La France, la Pologne et le parapluie nucléaire : faut-il vraiment mourir pour Dantzig ? (P Tran Huu)

Le traité de Nancy ouvre-t-il une brèche dans la doctrine traditionnelle de dissuasion ?
La France, la Pologne et le parapluie nucléaire : faut-il vraiment mourir pour Dantzig ? (P Tran Huu)
Source : Elysée

« L’arme nucléaire n’est pas faite pour être utilisée. Elle est faite pour que personne n’ose l’utiliser. » — Général André Beaufre
« Défendez-les – pour vous-mêmes et pour les autres. » — Jean-Paul II, Westerplatte, 1987 

Le traité de Nancy : le retour du spectre de Dantzig

Le 9 mai 2025, à Nancy, Emmanuel Macron et Donald Tusk ont signé un traité scellant une solidarité stratégique franco-polonaise.
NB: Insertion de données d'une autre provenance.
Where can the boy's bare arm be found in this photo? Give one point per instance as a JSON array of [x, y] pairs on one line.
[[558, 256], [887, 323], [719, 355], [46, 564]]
Derrière les formules feutrées, c’est bien une extension implicite du parapluie nucléaire français qui s’esquisse.Une question lancinante refait surface : faut-il mourir pour Dantzig ?

Pour comprendre, il faut revenir aux fondations : la dissuasion nucléaire française et son ambiguïté stratégique soigneusement entretenue.

 Gallois, De Gaulle, Beaufre : les trois piliers de la dissuasion française

Avant de plonger dans les subtilités de l’ambiguïté beaufrienne, il convient de rappeler le rôle de Pierre Marie Gallois, souvent qualifié de « père de la dissuasion nucléaire française ».

Officier de l’armée de l’air, conseiller technique, théoricien des « armes nouvelles », Gallois fut l’un des premiers à poser les bases doctrinales de la force de frappe, convaincu que seule une dissuasion nucléaire autonome garantirait l’indépendance stratégique de la France.« Ce qui compte dans la dissuasion, ce n'est pas la quantité d'armes, mais la certitude pour l'adversaire qu'il n'y échappera pas. » (Général Pierre Marie Gallois) . Gallois pensait en termes de suffisance, De Gaulle en fit une question de souveraineté et Beaufre en tira une stratégie d’ambiguïté délibérée.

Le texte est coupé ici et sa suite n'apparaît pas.